As another 6.6 million Americans filed for unemployment benefits last week, fueling total claims to near 17 million, people are getting more creative with their side hustles. Many are turning to social selling gigs with Beautycounter and Stella & Dot’s family of brands.

According to Gregg Renfrew, founder and CEO of Beautycounter, the clean beauty brand saw new consultant numbers double in the month of March. Beautycounter’s network of independent representatives is approximately 50,000.

“We had planned our annual conference in San Francisco for March 5, 6 and 7, but we made the decision about 10 days prior to cancel the physical event, and we repurposed the assets and content for a livestream. As a company, we got out ahead of it in terms of taking action and said, ‘This is going to be quite serious,’ and we put that in the minds of our independent consultants and the corporate team,” said Renfrew.

As mass furloughs and layoffs have become more apparent, especially since California instituted its state-wide “stay at home” orders on March 19, Los Angeles-based Beautycounter instituted free enrollment for representatives beginning March 1 through April 31. Typically, brand starter kits of products range from $100 to $735.

“Once we saw people were facing redundancies and had to replace income when they had Airbnb properties, or worked in salons or restaurants, or were an actor, we saw our consultants turn it up and say, ‘This used to be my side gig, now this is my main gig,'” said Renfrew, who embarked on what she called a “listening tour” with her existing consultants.
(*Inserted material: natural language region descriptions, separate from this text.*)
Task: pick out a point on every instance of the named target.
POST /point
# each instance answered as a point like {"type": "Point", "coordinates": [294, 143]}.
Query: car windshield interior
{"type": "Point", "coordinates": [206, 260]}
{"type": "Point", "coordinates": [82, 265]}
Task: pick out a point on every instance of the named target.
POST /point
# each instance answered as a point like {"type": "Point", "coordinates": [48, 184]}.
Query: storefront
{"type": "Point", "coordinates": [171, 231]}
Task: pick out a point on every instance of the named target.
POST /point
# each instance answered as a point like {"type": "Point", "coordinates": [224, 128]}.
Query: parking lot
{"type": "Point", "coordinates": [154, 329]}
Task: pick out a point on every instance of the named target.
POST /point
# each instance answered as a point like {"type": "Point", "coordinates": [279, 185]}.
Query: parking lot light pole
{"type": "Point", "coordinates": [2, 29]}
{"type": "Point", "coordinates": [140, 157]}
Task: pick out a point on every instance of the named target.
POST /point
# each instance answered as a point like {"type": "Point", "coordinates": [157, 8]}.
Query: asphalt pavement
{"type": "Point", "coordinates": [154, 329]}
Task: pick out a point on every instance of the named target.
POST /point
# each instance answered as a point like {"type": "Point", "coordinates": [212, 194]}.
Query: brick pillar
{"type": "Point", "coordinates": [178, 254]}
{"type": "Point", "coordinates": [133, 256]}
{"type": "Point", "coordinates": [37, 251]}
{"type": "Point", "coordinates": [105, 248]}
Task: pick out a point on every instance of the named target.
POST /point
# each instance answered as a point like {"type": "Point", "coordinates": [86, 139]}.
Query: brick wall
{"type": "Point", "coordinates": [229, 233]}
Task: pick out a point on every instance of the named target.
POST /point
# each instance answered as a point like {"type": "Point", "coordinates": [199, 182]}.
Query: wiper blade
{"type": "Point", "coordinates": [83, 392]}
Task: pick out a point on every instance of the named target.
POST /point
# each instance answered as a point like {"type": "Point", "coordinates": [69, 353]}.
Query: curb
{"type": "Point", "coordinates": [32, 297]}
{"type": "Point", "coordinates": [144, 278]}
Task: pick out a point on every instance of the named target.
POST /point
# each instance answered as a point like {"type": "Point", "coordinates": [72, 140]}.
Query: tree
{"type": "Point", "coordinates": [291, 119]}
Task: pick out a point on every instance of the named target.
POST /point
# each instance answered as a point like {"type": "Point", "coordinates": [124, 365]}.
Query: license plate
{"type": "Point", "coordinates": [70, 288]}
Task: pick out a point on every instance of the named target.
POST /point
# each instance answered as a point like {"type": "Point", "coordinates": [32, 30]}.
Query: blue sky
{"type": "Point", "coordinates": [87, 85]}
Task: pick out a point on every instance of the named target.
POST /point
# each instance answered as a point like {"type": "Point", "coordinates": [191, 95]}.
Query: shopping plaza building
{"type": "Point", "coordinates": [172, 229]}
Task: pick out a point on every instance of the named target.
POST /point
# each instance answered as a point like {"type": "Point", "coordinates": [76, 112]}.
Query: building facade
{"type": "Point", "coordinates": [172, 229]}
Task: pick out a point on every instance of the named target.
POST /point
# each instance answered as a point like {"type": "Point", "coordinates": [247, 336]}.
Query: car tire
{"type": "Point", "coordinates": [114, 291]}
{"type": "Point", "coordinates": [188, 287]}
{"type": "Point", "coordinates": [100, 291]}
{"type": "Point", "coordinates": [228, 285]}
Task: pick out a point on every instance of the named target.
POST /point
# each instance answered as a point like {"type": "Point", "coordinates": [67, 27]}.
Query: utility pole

Thus far, she has connected with 4,000 consultants virtually and is scheduling about 75 to 100 appointments a day, in order to connect with representatives about their concerns and gather feedback.

Jessica Herrin, founder and CEO of Stella & Dot, said her company is experiencing similar momentum. The Stella & Dot company is based on representative-based selling of its namesake fashion line, Ever skin-care brand and Keep accessories line. To make the Stella & Dot proposition more accessible to prospective sellers, the company is offering $199 rebate and $250 commission to join after purchasing a $199 starter kit of products and on-boarding materials. Stella & Dot has about 30,000 independent consultants.

“We saw a resurgence in February, but things slowed down in March when women were adjusting to possibly having kids home from school, working and juggling just so many responsibilities. But in the last week, we saw a spike in engagement,” said Herrin. “I think what people are realizing is that it is low risk to join; they can enroll this week and start to earn this same week. It’s actually very similar to what happened in 2008. We expect an increase in signups at the end of this month and next month, as people process their new normal, take care of unemployment and get stimulus checks.”

Stella & Dot launched its online retail styling app Mimi, that shares curated pages of shoppable products across its three brands, in January. The same month, Herrin said she expected the company to double its existing monthly active representatives, or those that are receiving a paycheck from the company, from 10,000 to 20,000 this year. RéVive CEO Elana Drell-Szyfer said she too is looking into a social selling model for the luxury brand, in addition to its existing distribution.

Still, there is a question around if the average customer has the income to buy non-essential products during a pandemic. Stella & Dot’s Ever has seen its core skin care products perform — its body butter is sold out online. Within its fashion and accessory offerings, Herring said “cozy wear” and earrings have been standouts, likely due to the prevalence of video calls, and that graduation and Mother’s Day gifts continue to perform as customers are looking for ways to connect with their friends and families.

At Beautycounter, Renfrew said the company has not seen its skin care and lipsticks businesses fall off amid Covid-19, but essential consumables like soaps and body washes have been best sellers instead of trend-focused items like eye palettes.

“People will still spend money on small luxuries, even in a recession. Our responsibility is to show up for our 50,000 families and say we are here,” said Renfrew. “We want to be able to pivot and respond to what it is they now need most.”